Christina nunca volvió a arreglarse. No se trataba de rendirse, sino de negarse a ser la sustituta de otra persona. Brendon solo la miraba cuando se arreglaba tanto que parecía otra mujer. Ella no era un sustituto. No era un maldito eco. Era Christina. Y nadie, nadie, podía tratarla como un premio de consolación.
Brendon nunca había entendido por qué Christina se vestía siempre con ropa sencilla. Nunca vio su agotamiento. El cuidado constante. Cocinar, limpiar, bañarlo, levantarlo, sujetarlo cuando tropezaba. Contener las lágrimas hasta poder llorar en silencio tras la puerta cerrada del baño. Durante meses, había sido enfermera, criada, cocinera, terapeuta, saco de boxeo, todo mientras él se consumía en la amargura y la atacaba como si ella fuera la razón de su caída. Pero ella había aguantado en silencio.

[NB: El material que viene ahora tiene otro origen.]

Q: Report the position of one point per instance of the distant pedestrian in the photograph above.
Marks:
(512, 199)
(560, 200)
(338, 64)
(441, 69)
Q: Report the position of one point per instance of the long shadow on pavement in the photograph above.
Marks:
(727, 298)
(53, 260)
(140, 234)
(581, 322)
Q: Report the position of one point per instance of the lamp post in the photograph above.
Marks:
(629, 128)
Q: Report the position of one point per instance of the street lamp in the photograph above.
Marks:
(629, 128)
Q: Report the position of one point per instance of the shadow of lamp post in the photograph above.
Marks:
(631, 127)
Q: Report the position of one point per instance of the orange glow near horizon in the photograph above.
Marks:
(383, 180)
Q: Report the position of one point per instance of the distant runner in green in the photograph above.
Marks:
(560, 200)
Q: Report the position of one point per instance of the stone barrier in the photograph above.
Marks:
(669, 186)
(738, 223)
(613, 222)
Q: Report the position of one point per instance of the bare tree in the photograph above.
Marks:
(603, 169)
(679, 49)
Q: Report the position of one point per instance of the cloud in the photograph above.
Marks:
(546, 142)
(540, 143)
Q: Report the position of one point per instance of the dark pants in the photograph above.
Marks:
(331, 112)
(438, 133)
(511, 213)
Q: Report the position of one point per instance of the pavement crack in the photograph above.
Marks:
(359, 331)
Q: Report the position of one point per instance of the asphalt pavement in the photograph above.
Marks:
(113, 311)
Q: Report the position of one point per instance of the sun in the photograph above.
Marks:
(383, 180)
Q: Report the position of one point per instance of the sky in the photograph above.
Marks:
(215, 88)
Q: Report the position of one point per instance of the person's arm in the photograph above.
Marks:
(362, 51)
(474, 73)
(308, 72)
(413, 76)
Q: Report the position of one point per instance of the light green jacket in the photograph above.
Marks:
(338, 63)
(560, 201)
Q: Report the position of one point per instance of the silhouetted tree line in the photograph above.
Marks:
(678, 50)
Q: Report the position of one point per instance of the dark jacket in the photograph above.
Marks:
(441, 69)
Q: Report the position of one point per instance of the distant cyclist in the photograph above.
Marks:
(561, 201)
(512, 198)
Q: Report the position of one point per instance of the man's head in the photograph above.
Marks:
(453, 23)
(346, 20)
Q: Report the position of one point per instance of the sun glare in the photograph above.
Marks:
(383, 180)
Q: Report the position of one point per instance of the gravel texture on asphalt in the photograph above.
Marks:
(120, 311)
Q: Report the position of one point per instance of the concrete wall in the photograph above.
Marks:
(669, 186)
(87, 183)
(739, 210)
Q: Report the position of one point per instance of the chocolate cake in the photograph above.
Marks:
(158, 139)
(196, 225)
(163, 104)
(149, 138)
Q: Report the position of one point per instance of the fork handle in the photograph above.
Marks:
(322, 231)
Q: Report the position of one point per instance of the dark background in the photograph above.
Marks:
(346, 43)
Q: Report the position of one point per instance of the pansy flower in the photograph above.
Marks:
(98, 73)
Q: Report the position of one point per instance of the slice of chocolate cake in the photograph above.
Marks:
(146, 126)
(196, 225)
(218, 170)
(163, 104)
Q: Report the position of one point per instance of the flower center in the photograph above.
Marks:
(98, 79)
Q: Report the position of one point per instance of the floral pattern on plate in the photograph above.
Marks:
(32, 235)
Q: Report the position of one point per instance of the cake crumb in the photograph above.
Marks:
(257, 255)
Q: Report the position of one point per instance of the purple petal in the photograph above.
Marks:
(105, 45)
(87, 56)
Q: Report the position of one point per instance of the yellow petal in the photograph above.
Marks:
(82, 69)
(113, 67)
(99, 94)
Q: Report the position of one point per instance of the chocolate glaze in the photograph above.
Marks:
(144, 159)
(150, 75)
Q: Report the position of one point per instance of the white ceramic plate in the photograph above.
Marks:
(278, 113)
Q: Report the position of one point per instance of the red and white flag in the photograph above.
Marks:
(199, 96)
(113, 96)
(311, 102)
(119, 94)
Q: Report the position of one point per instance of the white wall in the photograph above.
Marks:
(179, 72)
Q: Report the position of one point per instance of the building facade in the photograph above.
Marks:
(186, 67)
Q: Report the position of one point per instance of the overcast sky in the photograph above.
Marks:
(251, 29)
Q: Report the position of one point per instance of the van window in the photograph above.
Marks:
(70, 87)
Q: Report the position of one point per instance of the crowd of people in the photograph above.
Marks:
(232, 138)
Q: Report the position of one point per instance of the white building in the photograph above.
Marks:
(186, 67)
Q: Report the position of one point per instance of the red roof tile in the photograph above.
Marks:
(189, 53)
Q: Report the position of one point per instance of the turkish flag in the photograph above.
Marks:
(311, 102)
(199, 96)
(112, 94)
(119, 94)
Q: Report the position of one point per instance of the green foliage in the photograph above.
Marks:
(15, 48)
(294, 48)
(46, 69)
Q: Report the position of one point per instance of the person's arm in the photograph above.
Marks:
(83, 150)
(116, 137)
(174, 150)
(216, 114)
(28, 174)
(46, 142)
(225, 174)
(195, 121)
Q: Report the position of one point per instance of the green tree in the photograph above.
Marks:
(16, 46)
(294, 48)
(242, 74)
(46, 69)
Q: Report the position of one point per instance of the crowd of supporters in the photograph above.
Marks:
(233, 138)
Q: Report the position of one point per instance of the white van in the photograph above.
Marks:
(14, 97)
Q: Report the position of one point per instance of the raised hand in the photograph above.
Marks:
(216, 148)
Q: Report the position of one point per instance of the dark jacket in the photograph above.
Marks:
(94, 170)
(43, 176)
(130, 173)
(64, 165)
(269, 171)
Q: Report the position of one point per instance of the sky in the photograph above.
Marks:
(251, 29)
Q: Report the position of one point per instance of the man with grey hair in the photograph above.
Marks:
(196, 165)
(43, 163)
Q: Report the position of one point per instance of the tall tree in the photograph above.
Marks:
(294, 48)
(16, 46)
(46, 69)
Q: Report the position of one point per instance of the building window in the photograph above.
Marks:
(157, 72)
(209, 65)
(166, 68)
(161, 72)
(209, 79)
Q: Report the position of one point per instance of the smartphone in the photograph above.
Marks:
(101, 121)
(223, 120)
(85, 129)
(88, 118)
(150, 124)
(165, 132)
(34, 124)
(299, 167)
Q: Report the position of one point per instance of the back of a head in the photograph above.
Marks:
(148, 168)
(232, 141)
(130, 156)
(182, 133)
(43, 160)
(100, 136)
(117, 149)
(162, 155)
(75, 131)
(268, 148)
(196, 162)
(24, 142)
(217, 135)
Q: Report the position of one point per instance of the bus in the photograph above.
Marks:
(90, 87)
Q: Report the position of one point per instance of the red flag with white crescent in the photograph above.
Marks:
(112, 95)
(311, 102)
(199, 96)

Y ahora, después de todo, ¿Brendon la acusaba de arreglarse para otros hombres y nunca para él? Como si él no hubiera echado por tierra todos los esfuerzos que ella había hecho. Una risa quebrada se le escapó de la garganta, cruda y entrecortada. La ironía. El absurdo absoluto.
Sus ojos se encontraron con los de Brendon, salvajes, brillantes, desquiciados, y su risa se desató, aguda y en espiral hacia la histeria. Era la risa de alguien que había sangrado demasiado como para poder llorar.